Bird says that whatever support the students need to succeed, the friendship centre is there for them.
“We had a student who was a young mother who was breastfeeding at the time, so her child was enrolled in our childcare centre, so she had access any time she needed to feed her baby,” said Bird.
Transportation, meal programs and emergency services are all offered as well.
“If it’s a youth worker they want to go see, if its recreational activities that they want to attend, they have that support at the friendship centre,” said Bird. “It’s that sense of community that we try to offer.”
The school board is excited to see how the program helps students and hopes to apply some of the lessons to their own program, said DSB1 director of education Lesleigh Dye.

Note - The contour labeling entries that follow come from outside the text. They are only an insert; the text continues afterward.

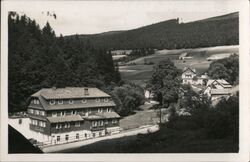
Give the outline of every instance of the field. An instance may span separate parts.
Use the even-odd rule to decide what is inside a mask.
[[[238,46],[219,46],[219,47],[207,47],[207,48],[196,48],[196,49],[175,49],[175,50],[158,50],[155,54],[141,57],[136,60],[130,61],[126,66],[120,66],[119,70],[124,80],[132,80],[139,82],[141,84],[147,81],[152,73],[153,67],[159,61],[166,58],[170,58],[178,69],[183,69],[186,66],[191,66],[195,68],[200,74],[204,73],[211,61],[207,61],[210,56],[219,56],[225,54],[239,53]],[[184,60],[179,60],[179,55],[181,53],[187,52],[188,56],[193,58]],[[151,63],[150,65],[145,65]]]

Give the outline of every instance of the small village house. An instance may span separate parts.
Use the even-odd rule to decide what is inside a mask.
[[[195,69],[190,67],[185,67],[182,72],[182,84],[191,84],[191,85],[203,85],[204,81],[208,79],[207,74],[199,76]]]
[[[206,94],[212,102],[217,102],[222,98],[230,96],[232,85],[224,79],[210,79],[207,82],[204,94]]]
[[[97,88],[44,88],[31,95],[30,129],[54,144],[118,133],[115,106]]]

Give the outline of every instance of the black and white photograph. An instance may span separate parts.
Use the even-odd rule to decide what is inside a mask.
[[[6,156],[248,161],[246,2],[2,1]]]

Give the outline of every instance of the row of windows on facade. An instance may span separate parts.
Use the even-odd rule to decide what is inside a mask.
[[[42,111],[42,110],[28,109],[28,112],[29,112],[30,114],[45,116],[45,112]]]
[[[75,122],[75,127],[80,127],[80,126],[81,126],[80,122]],[[62,127],[70,128],[70,123],[56,124],[56,129],[62,129]]]
[[[38,125],[40,127],[46,127],[46,122],[44,122],[44,121],[39,121],[39,120],[34,120],[34,119],[30,119],[30,120],[31,120],[30,123],[32,125]]]
[[[64,102],[65,101],[63,101],[63,100],[50,100],[49,101],[50,105],[55,105],[56,103],[59,104],[59,105],[62,105]],[[82,99],[81,102],[82,103],[87,103],[87,99]],[[101,99],[100,98],[96,98],[95,102],[101,102]],[[108,98],[104,98],[103,102],[109,102],[109,99]],[[74,104],[74,100],[68,100],[68,103],[69,104]]]
[[[93,137],[95,137],[95,133],[92,133]],[[99,136],[102,136],[103,133],[102,132],[99,132]],[[84,137],[87,138],[87,133],[84,134]],[[75,139],[79,139],[79,133],[76,133],[76,136],[75,136]],[[61,140],[61,136],[56,136],[56,141],[59,142]],[[69,135],[66,134],[65,135],[65,140],[68,141],[69,140]]]
[[[102,113],[105,110],[103,108],[99,108],[97,111],[98,111],[98,113]],[[112,111],[111,108],[107,108],[106,109],[106,112],[111,112],[111,111]],[[45,116],[45,112],[42,111],[42,110],[28,109],[28,112],[30,114]],[[85,113],[91,113],[91,109],[87,110],[87,112],[85,110],[82,110],[81,112],[78,111],[78,113],[83,113],[83,114],[85,114]],[[67,111],[53,112],[52,113],[52,117],[66,116],[66,114],[67,114]],[[77,110],[71,110],[70,114],[71,115],[77,115]]]
[[[105,110],[104,108],[99,108],[98,110],[98,113],[103,113]],[[107,108],[106,109],[106,112],[111,112],[112,109],[111,108]],[[71,115],[77,115],[78,113],[83,113],[83,114],[90,114],[91,113],[91,109],[87,110],[82,110],[82,111],[77,111],[77,110],[71,110],[70,111],[70,114]],[[57,116],[66,116],[67,114],[67,111],[59,111],[59,112],[52,112],[52,117],[57,117]]]
[[[185,78],[192,78],[192,75],[185,75]]]
[[[112,120],[112,124],[117,123],[117,119],[113,119]],[[100,120],[100,121],[92,121],[92,127],[99,127],[99,126],[103,126],[104,125],[104,121]],[[105,124],[108,124],[108,121],[105,121]],[[80,127],[81,123],[80,122],[75,122],[75,127]],[[71,124],[70,123],[64,123],[64,124],[56,124],[56,129],[62,129],[62,128],[70,128]]]
[[[117,119],[113,119],[112,120],[112,124],[115,124],[115,123],[117,123],[118,121],[117,121]],[[103,121],[102,120],[100,120],[100,121],[92,121],[92,127],[98,127],[98,126],[103,126]],[[108,124],[108,121],[106,120],[105,121],[105,124]]]

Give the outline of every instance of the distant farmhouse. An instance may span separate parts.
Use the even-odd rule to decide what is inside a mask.
[[[184,52],[184,53],[180,54],[179,60],[185,60],[185,59],[193,58],[193,57],[187,56],[187,54],[188,54],[187,52]]]
[[[218,103],[222,98],[228,98],[233,94],[233,86],[224,79],[209,79],[206,74],[198,76],[195,69],[184,68],[182,72],[182,84],[190,84],[193,89],[197,85],[203,85],[201,90],[206,94],[213,104]]]
[[[206,74],[198,76],[195,69],[190,67],[185,67],[182,72],[182,84],[191,84],[191,85],[203,85],[204,81],[208,79]]]
[[[31,96],[30,129],[54,144],[118,133],[115,106],[97,88],[44,88]]]
[[[130,55],[132,50],[113,50],[111,51],[112,56],[114,55]]]

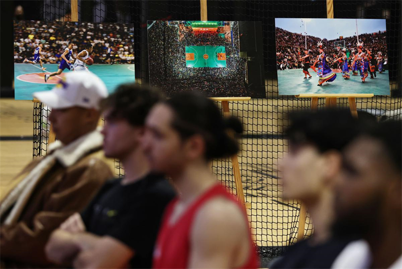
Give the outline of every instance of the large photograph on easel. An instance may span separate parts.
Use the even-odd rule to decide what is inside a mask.
[[[265,98],[261,23],[150,21],[151,85],[167,96]]]
[[[280,95],[388,95],[385,20],[275,19]]]
[[[110,92],[134,82],[134,24],[19,21],[14,23],[15,99],[32,100],[69,72],[91,72]]]

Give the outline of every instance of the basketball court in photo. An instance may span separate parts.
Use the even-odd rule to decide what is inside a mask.
[[[93,64],[87,66],[90,72],[105,82],[110,93],[122,83],[134,82],[135,80],[134,64]],[[58,67],[56,64],[43,64],[43,67],[46,68],[44,71],[39,64],[14,64],[16,100],[32,100],[33,93],[51,90],[66,74],[76,72],[64,69],[61,74],[50,77],[47,82],[45,82],[45,74],[57,71]]]
[[[185,47],[187,67],[226,67],[226,53],[223,46],[190,46]]]

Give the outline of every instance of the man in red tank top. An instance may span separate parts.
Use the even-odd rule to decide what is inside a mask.
[[[181,195],[165,211],[154,268],[257,268],[247,216],[211,172],[212,159],[239,150],[213,101],[187,93],[157,104],[146,121],[143,145],[151,167],[169,176]]]

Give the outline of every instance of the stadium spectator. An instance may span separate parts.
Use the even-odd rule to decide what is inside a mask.
[[[175,195],[167,180],[150,173],[140,147],[145,116],[159,97],[124,84],[107,100],[104,149],[120,160],[125,177],[107,183],[80,215],[53,233],[49,258],[75,268],[151,267],[162,213]]]
[[[98,77],[80,72],[67,74],[51,91],[34,94],[52,108],[49,119],[58,140],[46,157],[14,178],[15,187],[2,197],[2,267],[49,266],[44,248],[52,231],[83,209],[113,176],[96,130],[99,102],[107,95]]]
[[[134,63],[133,29],[130,25],[27,21],[15,25],[14,50],[23,58],[31,58],[40,42],[44,44],[41,59],[45,63],[58,63],[60,56],[68,42],[77,44],[76,54],[88,42],[93,43],[92,58],[95,63],[106,63],[107,50],[115,51],[116,63]],[[19,57],[15,62],[22,62]]]
[[[350,243],[333,268],[402,268],[402,125],[383,121],[344,150],[334,231]]]
[[[314,233],[289,247],[269,267],[330,268],[354,239],[334,238],[331,226],[333,184],[340,172],[341,151],[356,136],[358,121],[348,110],[299,112],[290,120],[286,131],[289,152],[278,165],[283,198],[297,200],[307,207]]]

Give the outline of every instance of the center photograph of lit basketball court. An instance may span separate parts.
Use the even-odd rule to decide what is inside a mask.
[[[226,67],[225,47],[190,46],[185,47],[187,67]]]
[[[255,22],[149,21],[151,85],[168,96],[265,98],[262,27]]]

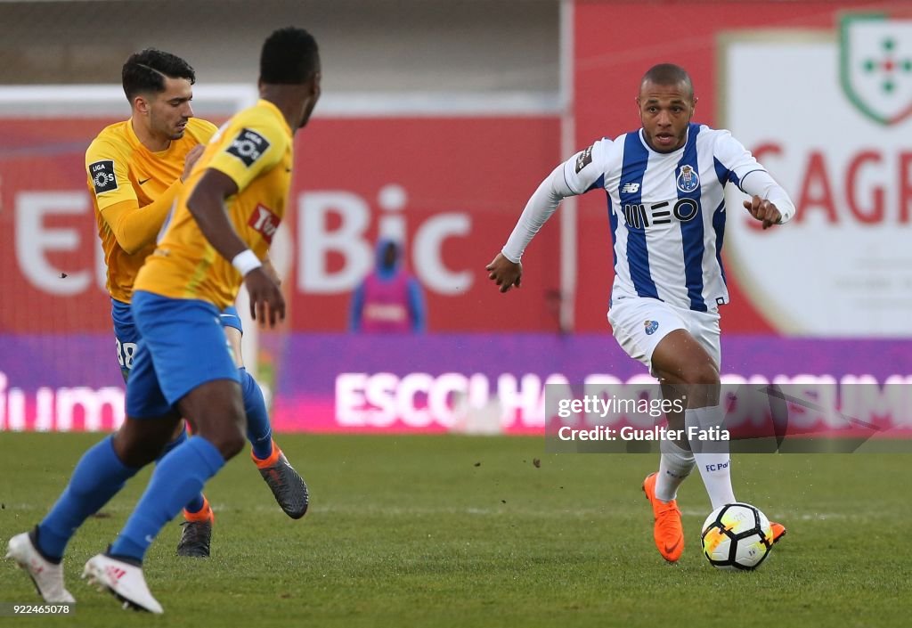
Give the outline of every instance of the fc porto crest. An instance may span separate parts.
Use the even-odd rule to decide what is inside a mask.
[[[681,166],[678,174],[678,189],[681,192],[693,192],[700,185],[700,175],[692,166],[687,164]]]
[[[839,31],[840,82],[852,104],[883,125],[912,114],[912,19],[849,14]]]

“The pride in education and culture coming together is beautiful,” said Dye.
The future of the program looks bright, and as they continue to grow, there are some details to work out between the friendship centre and the school board.
“It’s just a matter of how to figure out if we have to break away from having the services in-house, as we expand,” said Bird. “There’s been an increase in need, but it’s just a matter of space.”
Dye said that they need to think outside the box sometimes to make sure everyone involved gets what they need to complete their diploma.
“We want to expand the paid co-ops as well because that lets there be more students in the program,” said Dye. “We want to see everyone who enters the program to complete the program, and they graduate with their timing.”
Bird feels fortunate to witness the growth in the students and the program.
“When thinking about success, I see the students who are graduating, to see that there are more students willing to talk at their graduation, watching them share about their experience,” said Bird. “It is amazing.”